The work was also criticized for its impious presentation of death. At the time, scenes of death and funerals often delivered a religious message. This was true of the woodcuts that influenced Courbet. For example, Degrés des Âges presents a scene of heaven and hell underneath an aging couple. Many paintings of the subject also represent funeral attendees as mourning or pious, with the clergy shown as devoted. Both of these elements are absent in Burial. Some viewers may have seen this fact as a rightful criticism of contemporary funeral rituals. In 1849, there was a cholera outbreak, during which the funeral industry was faulted for price gouging. Additionally, questions had grown about the presence of the church and its efficacy. Some commentators also saw the painting as a scandalous celebration of France's declining religious faith.

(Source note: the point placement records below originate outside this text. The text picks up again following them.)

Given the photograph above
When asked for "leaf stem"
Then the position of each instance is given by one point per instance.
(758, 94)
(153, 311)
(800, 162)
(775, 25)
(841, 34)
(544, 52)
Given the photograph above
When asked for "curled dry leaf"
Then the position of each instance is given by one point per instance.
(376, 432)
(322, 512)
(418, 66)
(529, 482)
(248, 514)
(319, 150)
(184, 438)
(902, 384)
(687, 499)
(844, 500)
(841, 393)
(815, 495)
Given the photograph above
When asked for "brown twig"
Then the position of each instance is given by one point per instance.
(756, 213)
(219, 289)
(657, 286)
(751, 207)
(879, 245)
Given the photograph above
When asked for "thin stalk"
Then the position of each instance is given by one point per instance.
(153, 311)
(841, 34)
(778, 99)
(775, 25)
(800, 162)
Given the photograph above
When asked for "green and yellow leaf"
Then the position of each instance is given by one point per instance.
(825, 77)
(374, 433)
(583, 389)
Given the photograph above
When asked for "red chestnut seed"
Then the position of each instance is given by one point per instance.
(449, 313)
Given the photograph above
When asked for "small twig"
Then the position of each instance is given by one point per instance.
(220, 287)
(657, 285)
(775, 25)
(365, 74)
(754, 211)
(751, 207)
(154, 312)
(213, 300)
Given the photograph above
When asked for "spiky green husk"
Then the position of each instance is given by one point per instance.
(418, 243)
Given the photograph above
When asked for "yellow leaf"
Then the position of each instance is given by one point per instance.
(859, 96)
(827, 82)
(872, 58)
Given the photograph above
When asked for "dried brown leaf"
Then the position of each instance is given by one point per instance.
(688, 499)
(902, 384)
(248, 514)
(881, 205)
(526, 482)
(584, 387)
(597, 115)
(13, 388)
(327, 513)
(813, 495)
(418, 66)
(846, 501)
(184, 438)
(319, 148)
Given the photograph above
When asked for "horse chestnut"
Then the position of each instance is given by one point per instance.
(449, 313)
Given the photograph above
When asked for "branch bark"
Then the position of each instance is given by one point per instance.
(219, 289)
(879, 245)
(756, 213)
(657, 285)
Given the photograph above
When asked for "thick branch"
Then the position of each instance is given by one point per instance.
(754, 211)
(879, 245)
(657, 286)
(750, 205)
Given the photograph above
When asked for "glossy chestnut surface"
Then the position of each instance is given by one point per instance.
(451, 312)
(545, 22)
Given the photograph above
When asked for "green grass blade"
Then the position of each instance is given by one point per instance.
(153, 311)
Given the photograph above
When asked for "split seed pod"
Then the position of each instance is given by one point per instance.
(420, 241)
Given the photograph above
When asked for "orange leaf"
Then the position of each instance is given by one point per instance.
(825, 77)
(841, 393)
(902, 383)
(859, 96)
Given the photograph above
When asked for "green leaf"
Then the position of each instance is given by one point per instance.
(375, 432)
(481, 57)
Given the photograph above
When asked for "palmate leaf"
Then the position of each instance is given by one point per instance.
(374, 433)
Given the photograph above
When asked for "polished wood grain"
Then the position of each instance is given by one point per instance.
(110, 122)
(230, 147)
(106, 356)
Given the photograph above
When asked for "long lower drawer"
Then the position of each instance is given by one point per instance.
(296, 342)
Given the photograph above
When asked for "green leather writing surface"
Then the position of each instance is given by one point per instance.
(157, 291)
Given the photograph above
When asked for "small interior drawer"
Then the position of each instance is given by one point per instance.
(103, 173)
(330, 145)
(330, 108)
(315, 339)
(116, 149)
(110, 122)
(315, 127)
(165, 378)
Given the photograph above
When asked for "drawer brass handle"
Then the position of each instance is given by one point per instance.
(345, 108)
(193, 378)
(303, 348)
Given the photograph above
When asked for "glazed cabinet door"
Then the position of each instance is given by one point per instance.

While the painting was criticized for its ugliness and impiety, it was also praised for its realism and unprecedented representation of rural France.

===Impact===
Courbet is widely regarded as a leader of French Realism. Burial, as one of Courbet's most controversial works, helped bring Realism to the attention of the public. Additionally, some historians, such as Mack, believe that Courbet had an influence on the Impressionist movement. According to Mack, Courbet's works, and Burial in particular, allowed artists to explore new ways of painting and new subject matter.